Inslee touts encampment clearing efforts, proposes more money for housing

By Claire Withycombe, The Seattle Times
Published: December 8, 2023, 7:51am

SEATTLE — Gov. Jay Inslee wants to put more money toward providing more housing options for people living in encampments near state rights of way, he said Thursday.

The governor returned to the site of an encampment in the South Park neighborhood of Seattle on Thursday to tout state and local efforts to get people out of encampments and into shelter.

Inslee visited the same site in March as it was undergoing cleanup. Last year he began a statewide effort to work with local governments to clear encampment sites from state rights of way.

Inslee said more than 1,000 people have been moved indoors from 30 encampments statewide.

In the nine months since people living at the camp at First Avenue Southwest and Southwest Michigan Street were offered other options, about half are living in permanent affordable housing, said Washington State Department of Commerce Director Mike Fong.

Fong said 30 out of 33 people who were living in the encampment in March were referred to “safer alternatives.” Twenty-four of them are still housed.

Inslee and other speakers were flanked by large before-and-after photos of encampments that had been cleared, including the First and Michigan site, as well as camps in Spokane and Thurston County.

The governor wants $100 million more to go toward a state fund geared toward quickly obtaining properties for people to live in.
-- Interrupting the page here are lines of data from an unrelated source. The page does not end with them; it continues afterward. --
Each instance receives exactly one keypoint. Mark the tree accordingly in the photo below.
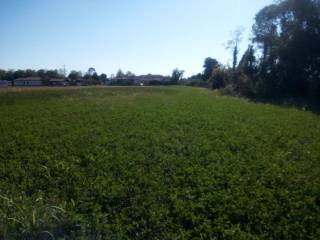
(219, 78)
(288, 35)
(177, 75)
(120, 74)
(103, 78)
(91, 71)
(233, 44)
(74, 75)
(53, 74)
(209, 65)
(248, 62)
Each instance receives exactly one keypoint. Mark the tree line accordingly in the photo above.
(282, 60)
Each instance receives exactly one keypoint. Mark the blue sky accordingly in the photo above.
(143, 36)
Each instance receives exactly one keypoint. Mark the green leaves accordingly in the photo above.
(155, 163)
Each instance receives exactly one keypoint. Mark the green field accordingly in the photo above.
(155, 163)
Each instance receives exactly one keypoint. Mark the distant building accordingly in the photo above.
(152, 80)
(58, 82)
(4, 83)
(141, 80)
(28, 81)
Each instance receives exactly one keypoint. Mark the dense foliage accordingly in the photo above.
(283, 60)
(155, 163)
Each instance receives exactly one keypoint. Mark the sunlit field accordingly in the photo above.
(155, 163)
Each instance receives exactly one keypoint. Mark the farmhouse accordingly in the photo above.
(4, 83)
(151, 79)
(28, 81)
(58, 82)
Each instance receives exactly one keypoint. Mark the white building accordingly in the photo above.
(4, 83)
(29, 81)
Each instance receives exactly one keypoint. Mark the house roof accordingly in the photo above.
(29, 79)
(57, 80)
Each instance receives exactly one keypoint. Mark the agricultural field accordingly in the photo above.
(155, 163)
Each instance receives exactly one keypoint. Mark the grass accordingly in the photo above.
(155, 163)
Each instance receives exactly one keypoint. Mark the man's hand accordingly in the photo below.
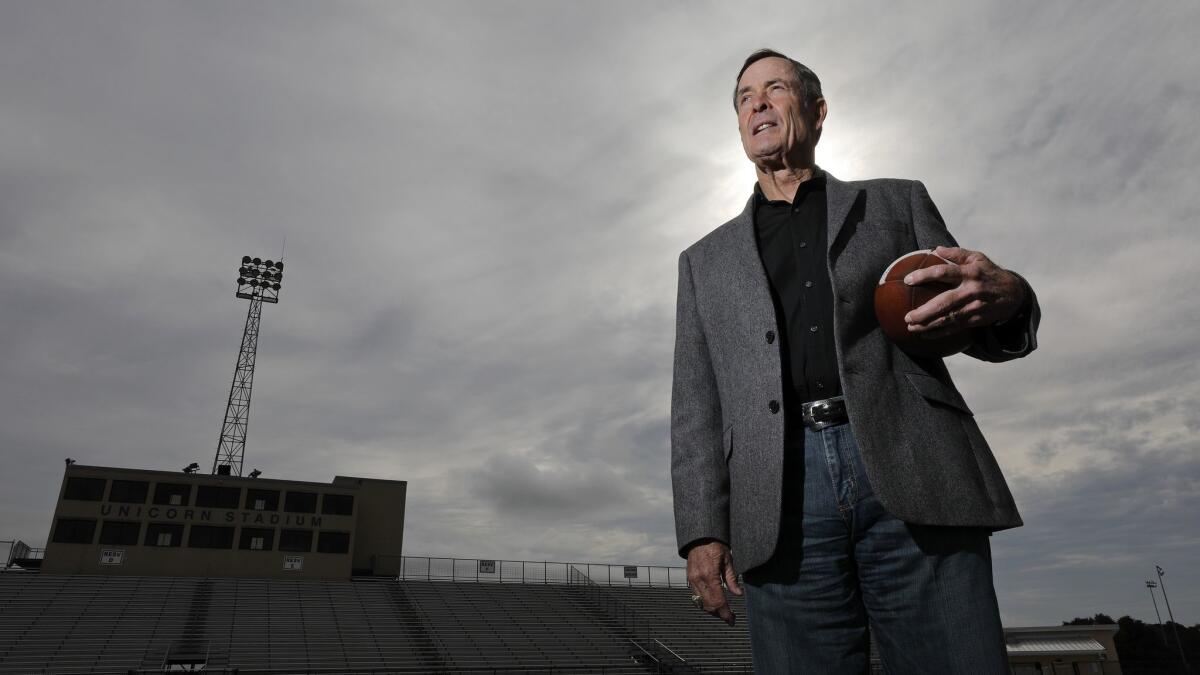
(983, 294)
(708, 565)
The money in the Rapid Capital Housing Acquisition fund goes to long-term housing options for people experiencing homelessness, he said.

“It’s like buying a house,” Inslee said. “So we’re not just paying one month’s rent. We’re actually creating an asset that’s going to last for decades so that other people can get out of homelessness.”

Fong said the program allows the state Commerce Department “the flexibility to identify housing alternatives as quickly as possible.”

Inslee is also asking for more money to fund the costs of the state Department of Transportation’s work clearing encampments.

Seattle Mayor Bruce Harrell said that as of Nov. 30, there are still 28 encampments on Washington State Department of Transportation sites in the city. On average, those 28 sites see 201 Seattle Fire Department responses per month, 265 Seattle Police Department responses per month and 77 crimes are reported at or near the sites every month, he said.

“These numbers would be much, much higher, perhaps even doubled, if [WSDOT] and the governor and the Legislature had not stepped up to do the kind of work they’re doing,” Harrell said.

2023 was a milestone year for housing in the state Legislature, as Washington faces a shortage of places for people to live. The need is staggering: the Department of Commerce estimates that the state will need 1.1 million more housing units over the next 20 years.

Legislators sidestepped Inslee’s idea to borrow $4 billion for a fast boost to the state’s housing supply during this year’s session, but by the session’s end in April lawmakers agreed to spend $1 billion for the next two years on housing, including $400 million toward a state fund that finances affordable housing projects.

They also passed a slate of zoning-related bills intended to ease housing development. For instance, they passed a law to allow more “missing middle” housing — duplexes, fourplexes and six-plexes — to be built in Washington cities.

Inslee is expected to propose a supplemental budget with additional spending on housing, like money to expand access to legal help for renters facing eviction and for short-term rental assistance. But legislators get the final say over how state money is spent. The session begins in early January and lasts for 60 days.